In retrospect, this worked fairly well, but I had too many student groups getting stuck. I ended up needing to pull multiple groups aside at the same time to go over thought experiments and work on reasoning through them together. In the future, I might do this differently, because I struggled to support student groups that were moving at such varied paces.
Day 3: Quantitative Approaches to Special Relativity
For day three we revisited the Lorentz transformations and started actually solving some problems quantitatively. We looked at some simple examples, but then went on to examine some of the same thought experiments from before, but rather than just qualitatively explaining what's happening, we used the Lorentz transformations to do quantitative examples of them. These tasks culminated in a quantitative example very similar to the train/lightning paradox that they discussed the previous day.
I worried that students would struggle with these, but the general attitude was much more comfortable than the previous day. Students like being able to fall back on equations and get a numeric answer that is right/wrong, so working on tasks that allowed them to do this gave them confidence and a sense of ownership over the equations.
Day 4: Space-Time Diagrams and the Twin Paradox
As a college student, when I studied special relativity in my modern physics class, I remember spacetime diagrams and boost grids being the key to developing a real intuition for concepts in special relativity. Even though we only had one more day, I really wanted them to get some exposure to these diagrams.

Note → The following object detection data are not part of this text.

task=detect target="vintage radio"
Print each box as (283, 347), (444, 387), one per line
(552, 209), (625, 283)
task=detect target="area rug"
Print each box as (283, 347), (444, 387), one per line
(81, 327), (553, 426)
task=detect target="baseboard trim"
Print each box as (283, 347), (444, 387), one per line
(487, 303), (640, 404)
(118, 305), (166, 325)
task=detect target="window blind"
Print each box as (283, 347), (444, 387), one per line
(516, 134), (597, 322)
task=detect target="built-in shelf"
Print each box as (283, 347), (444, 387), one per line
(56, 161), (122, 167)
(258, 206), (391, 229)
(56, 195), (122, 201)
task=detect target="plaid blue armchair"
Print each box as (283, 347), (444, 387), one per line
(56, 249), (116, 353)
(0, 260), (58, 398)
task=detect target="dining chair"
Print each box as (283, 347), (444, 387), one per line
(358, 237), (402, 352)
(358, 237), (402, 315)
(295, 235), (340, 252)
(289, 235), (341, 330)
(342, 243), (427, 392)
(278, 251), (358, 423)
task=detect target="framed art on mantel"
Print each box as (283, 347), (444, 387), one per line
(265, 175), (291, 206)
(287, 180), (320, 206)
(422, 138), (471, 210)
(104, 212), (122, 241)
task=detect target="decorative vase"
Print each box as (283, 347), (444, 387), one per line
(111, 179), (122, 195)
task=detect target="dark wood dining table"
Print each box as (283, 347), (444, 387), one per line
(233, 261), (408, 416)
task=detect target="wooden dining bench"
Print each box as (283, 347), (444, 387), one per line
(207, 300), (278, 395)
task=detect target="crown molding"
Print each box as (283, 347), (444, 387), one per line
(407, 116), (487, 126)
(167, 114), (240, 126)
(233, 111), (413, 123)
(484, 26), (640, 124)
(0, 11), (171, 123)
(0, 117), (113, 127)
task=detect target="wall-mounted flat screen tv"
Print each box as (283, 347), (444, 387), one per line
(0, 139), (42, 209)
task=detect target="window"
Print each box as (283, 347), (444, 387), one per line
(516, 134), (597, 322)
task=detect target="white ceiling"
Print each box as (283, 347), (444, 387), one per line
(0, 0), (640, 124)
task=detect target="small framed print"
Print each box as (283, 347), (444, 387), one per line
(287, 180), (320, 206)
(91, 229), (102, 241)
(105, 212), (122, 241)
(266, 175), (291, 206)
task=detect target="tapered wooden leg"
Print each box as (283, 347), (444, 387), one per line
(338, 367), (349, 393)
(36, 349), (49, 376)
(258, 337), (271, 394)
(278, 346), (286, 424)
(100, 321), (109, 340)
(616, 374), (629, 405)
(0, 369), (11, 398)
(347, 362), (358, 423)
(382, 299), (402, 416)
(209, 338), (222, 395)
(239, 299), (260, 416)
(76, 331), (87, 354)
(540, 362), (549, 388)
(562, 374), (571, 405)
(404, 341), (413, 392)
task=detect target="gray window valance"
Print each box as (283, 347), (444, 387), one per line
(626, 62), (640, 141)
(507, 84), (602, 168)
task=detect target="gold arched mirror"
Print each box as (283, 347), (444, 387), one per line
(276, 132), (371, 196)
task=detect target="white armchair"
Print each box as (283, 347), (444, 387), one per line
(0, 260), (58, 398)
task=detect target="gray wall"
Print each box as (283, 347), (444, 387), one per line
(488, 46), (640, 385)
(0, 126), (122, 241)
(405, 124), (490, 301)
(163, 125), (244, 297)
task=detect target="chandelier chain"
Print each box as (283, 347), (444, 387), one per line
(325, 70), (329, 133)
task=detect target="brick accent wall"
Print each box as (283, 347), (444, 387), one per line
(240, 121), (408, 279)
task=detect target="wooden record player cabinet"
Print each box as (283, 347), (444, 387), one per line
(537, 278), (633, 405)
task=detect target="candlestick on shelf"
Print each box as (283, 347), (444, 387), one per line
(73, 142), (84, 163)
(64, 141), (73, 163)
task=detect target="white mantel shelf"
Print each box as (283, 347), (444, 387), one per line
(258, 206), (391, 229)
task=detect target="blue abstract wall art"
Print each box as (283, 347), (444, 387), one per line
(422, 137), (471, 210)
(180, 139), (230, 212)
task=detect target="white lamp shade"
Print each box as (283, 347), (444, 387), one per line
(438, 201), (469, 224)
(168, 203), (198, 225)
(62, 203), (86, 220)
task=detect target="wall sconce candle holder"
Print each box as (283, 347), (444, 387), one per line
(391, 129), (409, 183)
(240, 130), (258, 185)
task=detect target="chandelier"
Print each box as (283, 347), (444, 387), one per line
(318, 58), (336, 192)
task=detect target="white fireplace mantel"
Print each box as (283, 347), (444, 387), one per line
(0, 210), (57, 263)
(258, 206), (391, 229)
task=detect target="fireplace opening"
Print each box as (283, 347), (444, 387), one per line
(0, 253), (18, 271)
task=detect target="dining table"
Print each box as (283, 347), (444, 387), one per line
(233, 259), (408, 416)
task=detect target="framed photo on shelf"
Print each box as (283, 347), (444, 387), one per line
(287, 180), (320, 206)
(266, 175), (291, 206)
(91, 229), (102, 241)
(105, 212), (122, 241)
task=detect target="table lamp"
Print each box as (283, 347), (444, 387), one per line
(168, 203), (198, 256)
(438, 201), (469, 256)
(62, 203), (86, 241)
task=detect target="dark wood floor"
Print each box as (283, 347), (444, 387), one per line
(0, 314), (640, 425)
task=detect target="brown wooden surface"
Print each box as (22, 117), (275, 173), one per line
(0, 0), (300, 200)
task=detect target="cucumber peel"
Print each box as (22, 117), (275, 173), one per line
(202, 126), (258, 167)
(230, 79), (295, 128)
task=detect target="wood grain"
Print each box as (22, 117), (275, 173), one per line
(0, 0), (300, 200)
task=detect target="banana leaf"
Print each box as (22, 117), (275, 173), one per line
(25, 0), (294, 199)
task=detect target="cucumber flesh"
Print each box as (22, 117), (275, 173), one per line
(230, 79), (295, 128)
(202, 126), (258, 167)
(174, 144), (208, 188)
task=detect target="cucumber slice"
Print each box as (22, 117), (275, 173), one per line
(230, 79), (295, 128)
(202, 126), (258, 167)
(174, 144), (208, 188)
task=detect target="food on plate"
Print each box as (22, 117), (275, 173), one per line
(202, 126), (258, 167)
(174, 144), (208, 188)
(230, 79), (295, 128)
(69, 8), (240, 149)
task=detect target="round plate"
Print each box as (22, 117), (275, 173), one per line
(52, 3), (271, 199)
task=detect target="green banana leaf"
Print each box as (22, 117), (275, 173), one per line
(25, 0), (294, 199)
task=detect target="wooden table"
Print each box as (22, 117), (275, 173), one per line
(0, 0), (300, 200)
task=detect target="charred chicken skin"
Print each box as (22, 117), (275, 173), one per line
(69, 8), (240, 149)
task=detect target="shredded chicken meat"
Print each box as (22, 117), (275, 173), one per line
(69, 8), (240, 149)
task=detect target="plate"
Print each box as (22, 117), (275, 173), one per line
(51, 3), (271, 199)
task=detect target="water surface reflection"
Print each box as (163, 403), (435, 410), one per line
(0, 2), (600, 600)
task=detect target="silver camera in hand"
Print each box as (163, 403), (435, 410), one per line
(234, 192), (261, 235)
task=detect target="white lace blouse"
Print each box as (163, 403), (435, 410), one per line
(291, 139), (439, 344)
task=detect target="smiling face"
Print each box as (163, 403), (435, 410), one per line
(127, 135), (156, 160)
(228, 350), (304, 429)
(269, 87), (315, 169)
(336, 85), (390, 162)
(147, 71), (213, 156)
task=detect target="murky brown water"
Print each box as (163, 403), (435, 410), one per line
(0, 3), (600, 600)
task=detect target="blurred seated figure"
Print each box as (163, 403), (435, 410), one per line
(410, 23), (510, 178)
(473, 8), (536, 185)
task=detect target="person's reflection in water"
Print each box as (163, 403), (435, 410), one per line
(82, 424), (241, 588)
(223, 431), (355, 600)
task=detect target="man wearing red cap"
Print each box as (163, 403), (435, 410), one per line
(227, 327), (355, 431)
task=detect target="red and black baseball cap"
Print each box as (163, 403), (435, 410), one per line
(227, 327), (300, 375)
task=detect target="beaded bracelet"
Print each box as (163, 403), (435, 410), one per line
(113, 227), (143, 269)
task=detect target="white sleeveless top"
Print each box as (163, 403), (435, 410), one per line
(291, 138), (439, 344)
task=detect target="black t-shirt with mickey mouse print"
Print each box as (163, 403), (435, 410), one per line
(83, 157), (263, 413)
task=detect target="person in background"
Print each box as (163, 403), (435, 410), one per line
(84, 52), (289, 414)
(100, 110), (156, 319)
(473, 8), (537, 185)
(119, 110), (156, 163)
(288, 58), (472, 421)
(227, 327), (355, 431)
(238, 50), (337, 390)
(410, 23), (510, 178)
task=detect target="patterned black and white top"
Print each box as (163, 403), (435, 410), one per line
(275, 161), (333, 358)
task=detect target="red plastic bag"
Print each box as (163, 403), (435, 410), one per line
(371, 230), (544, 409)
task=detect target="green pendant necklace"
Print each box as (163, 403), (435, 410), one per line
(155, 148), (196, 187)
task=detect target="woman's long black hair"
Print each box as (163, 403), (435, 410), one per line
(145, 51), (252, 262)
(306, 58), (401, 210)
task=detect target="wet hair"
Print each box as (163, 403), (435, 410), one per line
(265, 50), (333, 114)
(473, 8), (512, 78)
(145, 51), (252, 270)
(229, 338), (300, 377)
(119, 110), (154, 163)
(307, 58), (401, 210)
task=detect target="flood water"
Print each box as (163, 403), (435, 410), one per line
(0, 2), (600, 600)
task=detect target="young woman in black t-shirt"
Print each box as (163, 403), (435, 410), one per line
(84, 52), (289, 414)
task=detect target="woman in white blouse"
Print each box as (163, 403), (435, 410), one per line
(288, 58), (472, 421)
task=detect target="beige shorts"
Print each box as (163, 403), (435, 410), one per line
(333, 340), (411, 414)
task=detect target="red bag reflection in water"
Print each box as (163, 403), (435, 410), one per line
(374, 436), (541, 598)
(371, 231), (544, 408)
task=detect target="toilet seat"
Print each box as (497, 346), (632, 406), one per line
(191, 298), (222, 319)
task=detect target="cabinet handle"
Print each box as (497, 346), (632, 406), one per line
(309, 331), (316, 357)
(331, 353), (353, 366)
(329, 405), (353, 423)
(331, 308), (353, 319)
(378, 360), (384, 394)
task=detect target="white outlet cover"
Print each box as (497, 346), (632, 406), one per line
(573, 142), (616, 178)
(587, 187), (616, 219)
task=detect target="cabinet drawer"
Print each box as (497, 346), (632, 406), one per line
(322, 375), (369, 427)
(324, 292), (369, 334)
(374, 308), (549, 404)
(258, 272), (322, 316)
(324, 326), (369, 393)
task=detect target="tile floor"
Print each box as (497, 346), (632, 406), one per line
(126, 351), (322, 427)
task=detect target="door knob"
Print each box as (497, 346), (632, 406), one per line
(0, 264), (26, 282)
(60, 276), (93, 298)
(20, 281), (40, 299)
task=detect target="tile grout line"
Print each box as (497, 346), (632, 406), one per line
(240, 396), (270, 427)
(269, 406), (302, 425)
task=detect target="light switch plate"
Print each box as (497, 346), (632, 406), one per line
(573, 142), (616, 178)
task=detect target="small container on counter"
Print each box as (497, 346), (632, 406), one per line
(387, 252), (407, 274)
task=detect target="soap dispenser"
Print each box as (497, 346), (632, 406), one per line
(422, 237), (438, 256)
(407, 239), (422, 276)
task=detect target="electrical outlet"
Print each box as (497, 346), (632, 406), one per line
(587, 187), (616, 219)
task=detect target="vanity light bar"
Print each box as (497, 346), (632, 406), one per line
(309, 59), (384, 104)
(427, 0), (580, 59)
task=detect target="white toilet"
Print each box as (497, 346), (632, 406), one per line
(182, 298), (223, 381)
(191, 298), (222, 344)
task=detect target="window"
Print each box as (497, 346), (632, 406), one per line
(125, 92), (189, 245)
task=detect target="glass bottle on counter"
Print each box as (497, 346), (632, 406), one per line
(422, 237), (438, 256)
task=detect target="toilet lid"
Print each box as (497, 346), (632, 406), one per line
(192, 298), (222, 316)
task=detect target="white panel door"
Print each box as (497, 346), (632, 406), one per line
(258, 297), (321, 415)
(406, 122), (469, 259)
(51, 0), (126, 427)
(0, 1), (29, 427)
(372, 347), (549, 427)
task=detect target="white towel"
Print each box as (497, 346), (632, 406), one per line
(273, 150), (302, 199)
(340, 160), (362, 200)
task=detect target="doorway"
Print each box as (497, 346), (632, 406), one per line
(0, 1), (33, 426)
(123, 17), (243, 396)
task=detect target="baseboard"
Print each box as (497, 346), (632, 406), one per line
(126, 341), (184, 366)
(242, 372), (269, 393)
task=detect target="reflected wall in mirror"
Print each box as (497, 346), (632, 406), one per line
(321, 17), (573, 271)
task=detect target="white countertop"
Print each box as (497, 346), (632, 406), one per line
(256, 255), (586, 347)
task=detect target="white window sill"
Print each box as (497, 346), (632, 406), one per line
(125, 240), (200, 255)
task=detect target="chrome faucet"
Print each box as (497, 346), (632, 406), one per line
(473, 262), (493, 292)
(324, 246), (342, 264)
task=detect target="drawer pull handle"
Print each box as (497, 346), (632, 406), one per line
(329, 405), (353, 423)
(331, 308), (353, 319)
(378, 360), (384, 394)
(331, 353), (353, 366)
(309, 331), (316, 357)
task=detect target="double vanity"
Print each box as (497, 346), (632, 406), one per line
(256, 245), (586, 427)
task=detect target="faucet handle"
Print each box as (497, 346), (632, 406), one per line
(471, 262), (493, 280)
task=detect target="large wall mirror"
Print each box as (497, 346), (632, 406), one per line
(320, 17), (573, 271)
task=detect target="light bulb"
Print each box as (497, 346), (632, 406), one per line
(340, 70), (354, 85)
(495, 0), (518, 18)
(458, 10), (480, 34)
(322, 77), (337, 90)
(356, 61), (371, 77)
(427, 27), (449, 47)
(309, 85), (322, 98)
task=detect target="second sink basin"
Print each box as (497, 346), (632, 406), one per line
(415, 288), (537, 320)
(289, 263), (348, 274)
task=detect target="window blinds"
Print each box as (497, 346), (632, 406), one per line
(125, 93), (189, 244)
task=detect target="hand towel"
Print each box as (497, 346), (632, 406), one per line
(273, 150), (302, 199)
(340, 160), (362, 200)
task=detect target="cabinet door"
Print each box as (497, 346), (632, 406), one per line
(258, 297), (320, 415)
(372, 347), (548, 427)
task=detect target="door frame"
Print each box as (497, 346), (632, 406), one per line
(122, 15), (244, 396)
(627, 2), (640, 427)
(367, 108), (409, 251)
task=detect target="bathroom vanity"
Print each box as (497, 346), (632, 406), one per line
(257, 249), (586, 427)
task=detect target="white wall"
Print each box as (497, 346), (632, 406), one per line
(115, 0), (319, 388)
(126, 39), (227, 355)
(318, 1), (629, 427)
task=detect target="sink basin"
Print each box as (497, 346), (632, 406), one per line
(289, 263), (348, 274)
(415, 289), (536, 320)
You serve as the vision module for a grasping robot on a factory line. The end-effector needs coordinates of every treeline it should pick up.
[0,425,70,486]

This day was much more lecture-based. We discussed light cones, then I walked them through how to create axes for a boosted frame on top of another frame. (I have yet to find a really great introduction to spacetime diagrams, but this minutephysics playlist uses a pretty interesting apparatus to introduce the idea).
I then projected boost grids onto my board at the front of the room and used it to explain why two observers moving relative to each other both see the other's clock as ticking slower, why moving objects contract, and last of all, we redid the barn/ladder paradox using a spacetime diagram.
To sum up everything I posed the twin paradox for them, gave them a minute to digest it, and then walked through this explanation using spacetime diagrams from Cal Poly professor John Mallinckrodt.
We had a bit more time at the end of the block so I gave them a chance to play around with Velocity Raptor, a game that forces you to exploit the effects of special relativity to solve puzzles.
There's no way to really do special relativity justice in just a few days, but if I have time to do this again next year, I think the big thing I would do differently would be introducing spacetime diagrams earlier and giving students a chance to work through problems using boost paper on their own. As we all know real learning comes from doing, not just watching and listening!